El hombre se tomó un vaso de agua y después otro. La respiración cobraba su ritmo normal y despacio empezó a integrarse a la mesa en la que, ya cayendo el sol, el asado finalmente se convertía en protagonista. Pidió un vaso de vino y después otro. Y un pedazo de carne y después otro. Veníamos a la deriva junto con la canoa para ir acercándonos a la ciudad y la apertura de la botella número siete fue marcando el momento culmine de un día complicado. Había un poco de incertidumbre por saber los honorarios finales de Cirilo, lo hablado de antemano fue una cosa y el trabajo realizado otra, sin tener en cuenta el peligro al que se sometió.
– ¡Qué bien que la estoy pasando! Decía el buzo mientras se seguía sirviendo vino y repetía su comentario de que esos vinos no se toman todos los días.
– Servite un pedazo más que hay mucho asado, al final no se comió nada, dijo el Chango mientras subía a encender los motores porque nos estábamos yendo contra unos troncos.
– ¡Por favor no, troncos no! Dijo el buzo imaginando otro momento negro.
– No, no. Tranquilo, estamos lejos.
– Bueeeeno, ya me voy preparando porque cuando pasemos la punta aquella me suelto y me voy para San Lorenzo, se está haciendo de noche y tengo un viajecito largo.
– El lunes hablamos así arreglamos todo, le dijo Luigi, con temor a tener que vender el barco para cubrir sus honorarios.
– Pero sí amigo, es lo de menos.

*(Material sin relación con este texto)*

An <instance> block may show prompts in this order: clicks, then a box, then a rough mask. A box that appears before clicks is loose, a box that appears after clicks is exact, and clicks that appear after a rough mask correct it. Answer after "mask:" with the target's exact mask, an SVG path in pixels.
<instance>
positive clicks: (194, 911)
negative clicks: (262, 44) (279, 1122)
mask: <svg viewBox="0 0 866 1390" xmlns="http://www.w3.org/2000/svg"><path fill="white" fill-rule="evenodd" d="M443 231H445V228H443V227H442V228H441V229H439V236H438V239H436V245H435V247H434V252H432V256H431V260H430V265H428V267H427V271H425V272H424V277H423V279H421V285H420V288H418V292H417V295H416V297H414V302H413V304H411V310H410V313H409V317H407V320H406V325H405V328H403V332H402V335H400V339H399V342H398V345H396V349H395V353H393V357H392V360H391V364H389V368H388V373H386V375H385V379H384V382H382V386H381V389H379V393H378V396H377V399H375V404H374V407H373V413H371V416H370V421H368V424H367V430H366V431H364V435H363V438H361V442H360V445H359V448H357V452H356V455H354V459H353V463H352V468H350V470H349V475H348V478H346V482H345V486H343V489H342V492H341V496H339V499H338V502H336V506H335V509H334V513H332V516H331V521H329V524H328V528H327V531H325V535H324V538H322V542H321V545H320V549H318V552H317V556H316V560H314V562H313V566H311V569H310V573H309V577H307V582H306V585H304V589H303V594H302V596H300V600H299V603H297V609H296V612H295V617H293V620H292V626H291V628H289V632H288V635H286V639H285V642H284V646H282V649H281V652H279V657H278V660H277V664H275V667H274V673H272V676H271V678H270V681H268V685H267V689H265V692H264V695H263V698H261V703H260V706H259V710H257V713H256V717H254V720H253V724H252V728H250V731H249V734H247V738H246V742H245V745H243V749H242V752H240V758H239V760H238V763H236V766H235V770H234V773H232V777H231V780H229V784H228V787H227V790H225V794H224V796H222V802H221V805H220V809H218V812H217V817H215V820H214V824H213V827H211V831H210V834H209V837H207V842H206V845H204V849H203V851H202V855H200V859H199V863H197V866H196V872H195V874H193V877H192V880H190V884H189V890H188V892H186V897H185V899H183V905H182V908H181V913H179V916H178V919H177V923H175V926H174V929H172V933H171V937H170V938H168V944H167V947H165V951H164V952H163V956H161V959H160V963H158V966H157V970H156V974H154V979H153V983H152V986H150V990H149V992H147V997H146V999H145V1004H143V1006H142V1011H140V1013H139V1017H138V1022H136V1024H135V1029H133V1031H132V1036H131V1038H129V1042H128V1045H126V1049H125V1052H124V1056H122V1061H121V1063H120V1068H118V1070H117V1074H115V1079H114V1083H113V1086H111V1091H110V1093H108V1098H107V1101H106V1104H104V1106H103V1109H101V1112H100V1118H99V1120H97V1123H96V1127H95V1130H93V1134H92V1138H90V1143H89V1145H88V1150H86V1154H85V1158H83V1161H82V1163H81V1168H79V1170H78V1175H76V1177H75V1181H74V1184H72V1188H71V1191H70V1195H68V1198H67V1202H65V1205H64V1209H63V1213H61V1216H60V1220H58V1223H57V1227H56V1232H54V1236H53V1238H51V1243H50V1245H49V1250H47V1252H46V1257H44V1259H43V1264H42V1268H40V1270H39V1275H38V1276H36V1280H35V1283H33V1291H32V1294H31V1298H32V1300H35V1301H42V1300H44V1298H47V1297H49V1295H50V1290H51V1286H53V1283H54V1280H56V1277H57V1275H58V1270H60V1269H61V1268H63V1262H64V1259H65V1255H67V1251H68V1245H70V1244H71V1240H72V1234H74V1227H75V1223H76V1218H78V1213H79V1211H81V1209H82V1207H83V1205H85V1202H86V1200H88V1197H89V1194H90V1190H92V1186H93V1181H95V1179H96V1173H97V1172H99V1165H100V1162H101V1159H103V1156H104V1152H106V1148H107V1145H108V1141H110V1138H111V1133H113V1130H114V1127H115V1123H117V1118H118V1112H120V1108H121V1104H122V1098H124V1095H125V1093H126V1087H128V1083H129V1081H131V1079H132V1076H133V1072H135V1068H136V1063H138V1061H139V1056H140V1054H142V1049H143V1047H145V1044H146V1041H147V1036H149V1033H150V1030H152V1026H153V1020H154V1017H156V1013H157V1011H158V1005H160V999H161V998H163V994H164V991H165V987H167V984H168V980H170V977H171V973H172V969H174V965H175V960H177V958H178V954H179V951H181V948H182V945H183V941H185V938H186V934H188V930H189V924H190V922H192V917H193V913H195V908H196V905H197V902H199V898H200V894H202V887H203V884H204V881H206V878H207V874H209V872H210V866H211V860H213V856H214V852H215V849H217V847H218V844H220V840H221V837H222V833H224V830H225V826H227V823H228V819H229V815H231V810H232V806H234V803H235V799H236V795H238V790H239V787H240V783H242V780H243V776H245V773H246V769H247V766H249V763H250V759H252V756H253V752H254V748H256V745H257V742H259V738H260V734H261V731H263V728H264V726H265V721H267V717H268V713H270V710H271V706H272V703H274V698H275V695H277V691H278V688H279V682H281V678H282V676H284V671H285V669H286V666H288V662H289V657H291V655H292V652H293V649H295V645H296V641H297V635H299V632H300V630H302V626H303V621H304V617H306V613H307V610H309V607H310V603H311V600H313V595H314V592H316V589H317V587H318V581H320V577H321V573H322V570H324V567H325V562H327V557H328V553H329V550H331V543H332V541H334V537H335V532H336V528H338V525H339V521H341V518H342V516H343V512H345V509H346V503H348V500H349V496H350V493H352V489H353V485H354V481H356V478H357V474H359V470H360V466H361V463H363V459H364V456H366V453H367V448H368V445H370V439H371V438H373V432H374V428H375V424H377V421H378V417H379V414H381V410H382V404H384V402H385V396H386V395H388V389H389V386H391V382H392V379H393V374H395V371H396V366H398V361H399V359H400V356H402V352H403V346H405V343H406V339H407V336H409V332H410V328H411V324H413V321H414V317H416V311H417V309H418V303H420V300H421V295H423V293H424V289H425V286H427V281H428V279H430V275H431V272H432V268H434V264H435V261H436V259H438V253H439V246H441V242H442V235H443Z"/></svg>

Con lo bien que la estoy pasando, lo otro no tiene importancia.
– Llamalo a Zuka, ¡paga él! Le dijo el Chango y me miró con complicidad. Sabíamos que se venían loas.
– Si me puedo llevar esa tira de asado que nadie come, me voy feliz, dijo el hombre.

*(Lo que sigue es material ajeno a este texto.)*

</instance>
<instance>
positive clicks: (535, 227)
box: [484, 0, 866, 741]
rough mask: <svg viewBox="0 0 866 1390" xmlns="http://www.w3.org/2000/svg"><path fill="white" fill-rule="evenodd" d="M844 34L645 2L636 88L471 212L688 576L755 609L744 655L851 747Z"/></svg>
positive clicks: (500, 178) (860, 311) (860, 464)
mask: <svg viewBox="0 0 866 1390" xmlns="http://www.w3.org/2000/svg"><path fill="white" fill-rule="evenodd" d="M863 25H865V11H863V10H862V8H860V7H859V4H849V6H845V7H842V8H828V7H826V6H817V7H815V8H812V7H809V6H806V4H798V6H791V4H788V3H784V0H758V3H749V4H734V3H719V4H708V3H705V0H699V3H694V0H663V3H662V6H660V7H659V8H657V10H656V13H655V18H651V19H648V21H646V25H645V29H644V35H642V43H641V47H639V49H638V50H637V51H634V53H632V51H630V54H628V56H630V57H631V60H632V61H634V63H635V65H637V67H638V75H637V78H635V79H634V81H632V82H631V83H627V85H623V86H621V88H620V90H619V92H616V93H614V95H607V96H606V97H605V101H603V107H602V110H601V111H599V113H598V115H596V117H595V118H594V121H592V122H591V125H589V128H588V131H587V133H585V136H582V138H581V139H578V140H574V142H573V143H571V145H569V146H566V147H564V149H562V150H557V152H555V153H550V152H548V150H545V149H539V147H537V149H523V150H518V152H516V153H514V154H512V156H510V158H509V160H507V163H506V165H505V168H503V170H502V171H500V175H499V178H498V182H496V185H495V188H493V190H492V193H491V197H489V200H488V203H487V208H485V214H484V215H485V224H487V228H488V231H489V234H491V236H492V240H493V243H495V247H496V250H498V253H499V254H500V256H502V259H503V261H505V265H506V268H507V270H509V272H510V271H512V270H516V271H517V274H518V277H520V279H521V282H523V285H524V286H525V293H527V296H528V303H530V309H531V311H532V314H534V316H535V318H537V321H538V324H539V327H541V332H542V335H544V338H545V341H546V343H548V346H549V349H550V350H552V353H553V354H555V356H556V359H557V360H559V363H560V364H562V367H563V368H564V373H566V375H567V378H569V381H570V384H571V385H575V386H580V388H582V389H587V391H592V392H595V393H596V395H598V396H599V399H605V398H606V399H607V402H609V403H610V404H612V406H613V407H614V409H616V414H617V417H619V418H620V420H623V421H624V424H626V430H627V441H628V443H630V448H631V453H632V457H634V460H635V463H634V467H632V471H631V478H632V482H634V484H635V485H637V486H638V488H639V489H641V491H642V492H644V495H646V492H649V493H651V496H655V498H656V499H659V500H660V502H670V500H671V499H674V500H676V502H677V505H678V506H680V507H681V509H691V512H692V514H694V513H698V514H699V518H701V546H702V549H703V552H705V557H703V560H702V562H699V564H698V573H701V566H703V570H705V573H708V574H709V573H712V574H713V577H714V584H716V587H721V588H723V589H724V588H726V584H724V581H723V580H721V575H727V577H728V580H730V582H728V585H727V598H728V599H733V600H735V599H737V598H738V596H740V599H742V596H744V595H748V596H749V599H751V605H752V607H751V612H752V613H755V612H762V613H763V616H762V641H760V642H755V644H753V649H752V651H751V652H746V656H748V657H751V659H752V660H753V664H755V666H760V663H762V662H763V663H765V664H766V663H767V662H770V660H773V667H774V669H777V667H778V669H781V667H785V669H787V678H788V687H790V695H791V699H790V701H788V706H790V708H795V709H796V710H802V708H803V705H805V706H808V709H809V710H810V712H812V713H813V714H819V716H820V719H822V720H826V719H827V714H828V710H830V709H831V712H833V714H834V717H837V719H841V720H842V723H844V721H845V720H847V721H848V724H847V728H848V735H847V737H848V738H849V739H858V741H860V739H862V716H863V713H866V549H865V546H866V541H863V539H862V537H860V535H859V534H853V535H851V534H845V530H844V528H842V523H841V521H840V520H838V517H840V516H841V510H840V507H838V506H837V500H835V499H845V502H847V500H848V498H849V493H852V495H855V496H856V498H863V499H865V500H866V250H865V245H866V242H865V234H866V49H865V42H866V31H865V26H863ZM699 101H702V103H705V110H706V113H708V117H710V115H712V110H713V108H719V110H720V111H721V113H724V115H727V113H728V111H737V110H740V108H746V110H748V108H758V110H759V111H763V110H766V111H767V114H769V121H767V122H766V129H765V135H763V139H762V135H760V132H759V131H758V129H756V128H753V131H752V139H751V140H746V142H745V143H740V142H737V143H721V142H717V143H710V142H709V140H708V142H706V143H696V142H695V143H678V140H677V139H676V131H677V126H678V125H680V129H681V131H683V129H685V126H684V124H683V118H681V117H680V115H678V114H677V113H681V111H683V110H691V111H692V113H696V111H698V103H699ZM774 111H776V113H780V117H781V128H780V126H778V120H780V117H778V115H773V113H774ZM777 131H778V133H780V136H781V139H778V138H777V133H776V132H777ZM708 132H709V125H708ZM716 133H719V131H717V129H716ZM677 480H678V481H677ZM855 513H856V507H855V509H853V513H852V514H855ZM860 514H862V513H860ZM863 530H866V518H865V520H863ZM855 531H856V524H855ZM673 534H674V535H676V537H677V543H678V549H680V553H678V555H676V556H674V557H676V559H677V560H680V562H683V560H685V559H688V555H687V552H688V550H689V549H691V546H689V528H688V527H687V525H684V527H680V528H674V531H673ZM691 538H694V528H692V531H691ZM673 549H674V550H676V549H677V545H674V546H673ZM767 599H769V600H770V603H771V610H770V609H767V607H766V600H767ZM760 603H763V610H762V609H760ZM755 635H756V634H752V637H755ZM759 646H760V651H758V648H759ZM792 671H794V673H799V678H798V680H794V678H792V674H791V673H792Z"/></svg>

Se puso de pie, metió el pedazo de asado en una bolsa, miró a Luigi a los ojos y le dijo: no me debes nada, solo te voy a cobrar la nafta que gasté en venir hasta acá.
Nos saludó afectuosamente a cada uno, y dejó para lo último el despido con Zuka. El abrazo fue sentido y prolongado, lo aferraba y luego tomaba distancia para mirarlo y lo volvía a abrazar, así dos o tres veces y antes de saltar a la canoa, sacó su teléfono y le pidió de recuerdo una selfie con él. Quizás la guarde para toda la vida.